As punhetas passaram, o tempo passou e uma gostosa passou por ele com as compras numa cestinha. Ela parecia ser alguns anos mais velha que ele. Pedro ainda não tinha achado a seção das torneiras para filtro — precisava de uma nova por causa de um sinal; que ele também deixou passar —, mas não deixou a gostosa passar. Deu a compra por encerrada e seguiu o micro short jeans até a fila dos caixas. Não ficou admirado de sua paixão platônica comprar tantas frutas. Ela parecia mesmo ser saudável. Na ânsia de seguir a desconhecida, errou duas vezes a senha do cartão e terminou pagando em dinheiro. Encontrou a dona das uvas e maçãs no estacionamento do supermercado, e a convidou para sair no fim de semana que se aproximava. A mulher sorriu, concordou e trocou seu número pelo do Pedro, que foi pra casa sorrindo ao léu.
Guardou as compras. Com sede, quase se arrependeu de não ter insistido na busca da seção das torneiras para filtro; quase. Decidiu tomar água da torneira cujo cano vinha da rua. Com a sede saciada, Pedro leu a mensagem de Gabriela, que o convidava para jantar naquela noite, com ela e com a família dela. Os poros do corpo dele começaram a chorar, manchando axilas, costas e pescoço da camisa cinza. Pedro não conhecia os pais de Gabriela, só sabia que eram divorciados por causa de uma traição não perdoada pela mãe. Não via motivos para conhecer mais que isso. Pedro e Gabriela estavam se dando bem… digo, mais ou menos bem. O termo variava na mente de Pedro. Decidiu ir ao jantar, gostava de Gabriela. Gostaria ainda mais se eles se gostassem de forma mais íntima em breve, assim gostava de pensar.
Se pensar bem e for um pouco reducionista, é possível traçar paralelo de situações da sua vida com qualquer coisa. Pedro, por exemplo, as vezes ia sair de casa e pisava no cocô de Ramon. O cocô não era do Pedro, mas o Ramon era. Pedro se conformava pensando não ter controle sobre o cocô, mas nunca tentara ter controle sobre Ramon.
De forma rápida, pela avenida Ezequiel, chegou na casa de Gabriela. Desceu do carro, bateu à porta da frente e falhou ao tentar virar gás e ser levado pelo vento ao ver que a gostosa saudável do short jeans abriu a porta.

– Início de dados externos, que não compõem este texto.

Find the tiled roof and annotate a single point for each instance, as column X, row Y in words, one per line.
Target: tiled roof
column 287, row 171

Logo atrás dela estava Gabriela, que tomou a frente e disse:
— Oi! Mãe, esse é o Pedro! — anúncio que a mãe recebeu com um arquear de sobrancelha.
Mesmo que interrogassem Pedro de maneira medieval, não conseguiriam fazê-lo lembrar de como foi o jantar. Ao entrar em seu carro, com os olhos mais abertos do que o que era saudável para a vista, notou que ainda segurava o cacho de uva que havia sido oferecido a ele de sobremesa. Jogou a fruta pela janela, ligou o carro e tentou se distrair com o transito, para não pensar em sua noite, mas aconteceu o contrário: atropelou o magrelo que atravessou correndo na frente do carro.
Agora, fora do carro e já mais centrado depois de gritar, Pedro reparou que o pelo de sua vítima parecia com o de Ramon. Se o patê que engordara seu gato tivesse sido dividido com o suicida desde que eles eram filhotes, sem dúvida se passariam por gêmeos.
Este último sinal, nem Pedro conseguiu ignorar. Mas fazendo uso das suas capacidades de ser idiota, conseguiu interpretar errado e decidiu que era hora de se livrar do Ramon real, e não do metafórico.